Дней десять мы о ней ничего не знали, потом черная машина приехала за мной. Меня ввели в большую слабо освещенную комнату. Слева стоял стол, за которым сидел офицер в черной эсэсовской форме. Справа у стены — железный стол, на котором лежали какие-то металлические инструменты, и рядом лавка, тоже железная. Вскоре я на себе узнала для чего все это! В этот момент два гестаповца в черной форме с засученными рукавами ввели женщину.
Поначалу я даже не узнала свою мать, а узнав, ужаснулась — она еле держалась на ногах, вся в синяках, лицо опухшее, в волосах седые пряди. Но больше всего меня поразили ее глаза: из зеленых они стали черными, видимо, от перенесенных пыток расширились зрачки.
Увидев меня, она рванулась из рук гестаповцев, но они крепко держали ее. Один из гестаповцев схватил меня и, бросив на лавку, привязал. Меня били нагайкой, из ран брызгала кровь, вырвали ноготь. Мама молчала, я тоже. Но когда гестаповец схватил раскаленную железяку, я услышала истошный крик матери — это был крик раненого зверя. И когда немец приложил раскаленное железо к моей груди, я тоже закричала и потеряла сознание.
Очнулась я уже в бараке. Вокруг меня суетились женщины. Они плакали, смывая с меня кровь, и я услышала, как они говорили: «Бедная девочка в восемь лет стала седая!» В тот момент я даже не поняла, что речь идет обо мне.

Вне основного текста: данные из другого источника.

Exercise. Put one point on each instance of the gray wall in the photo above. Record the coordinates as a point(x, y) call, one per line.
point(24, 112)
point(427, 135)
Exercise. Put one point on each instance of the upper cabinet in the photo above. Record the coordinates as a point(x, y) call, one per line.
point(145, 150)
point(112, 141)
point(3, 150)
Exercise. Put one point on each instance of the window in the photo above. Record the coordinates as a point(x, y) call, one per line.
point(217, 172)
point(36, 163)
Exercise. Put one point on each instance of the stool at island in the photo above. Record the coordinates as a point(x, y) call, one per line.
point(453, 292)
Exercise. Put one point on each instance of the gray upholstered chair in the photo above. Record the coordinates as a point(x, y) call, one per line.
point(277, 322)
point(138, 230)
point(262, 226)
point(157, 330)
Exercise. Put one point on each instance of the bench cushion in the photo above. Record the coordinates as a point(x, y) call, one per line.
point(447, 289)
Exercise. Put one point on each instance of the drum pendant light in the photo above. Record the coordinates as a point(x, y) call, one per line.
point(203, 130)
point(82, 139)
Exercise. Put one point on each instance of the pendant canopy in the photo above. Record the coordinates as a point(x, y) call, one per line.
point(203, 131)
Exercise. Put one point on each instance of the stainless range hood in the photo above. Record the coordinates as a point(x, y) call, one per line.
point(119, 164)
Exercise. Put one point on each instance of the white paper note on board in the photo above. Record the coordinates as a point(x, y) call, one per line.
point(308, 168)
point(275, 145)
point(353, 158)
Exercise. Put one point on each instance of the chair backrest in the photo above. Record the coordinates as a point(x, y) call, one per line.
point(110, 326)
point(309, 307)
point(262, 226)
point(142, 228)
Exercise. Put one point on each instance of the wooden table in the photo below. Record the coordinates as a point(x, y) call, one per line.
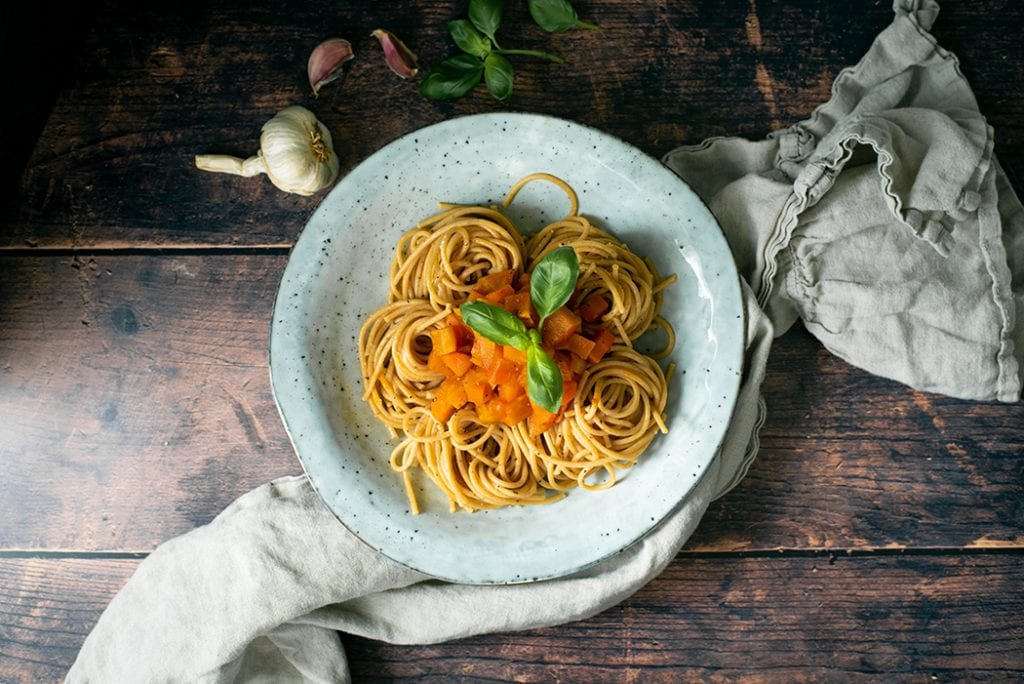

Женщины кое-как состригли волосы на голове, которая была пробита, промыли раны, наложили на них листья подорожника — других лекарств у нас не было. Сильно болел ожог на груди, кровоточил палец с вырванным ногтем, я не могла сидеть, так как кожа была порвана нагайками.
Помощи ниоткуда не ждали — тех, кого брала «скорая», в лагерь уже не возвращались. Их увозили сразу в крематорий.
Через два дня привезли мою маму и бросили на нары, я встала, чтобы помочь уже ей. Она была в ужасном состоянии: бредила, не понимала, где находится, звала то меня, то Эдика, ругалась по-немецки и по-русски, все время просила пить. Я подавала ей воду, вдруг она выхватила у меня ведро и вылила его на себя, а потом начала биться. На шум прибежали солдаты, привязали ее к нарам, но она все не могла успокоиться.
Тогда немцы вызвали машину и, кое-как затолкав в нее нашу маму, отправили ее в «русскую больницу».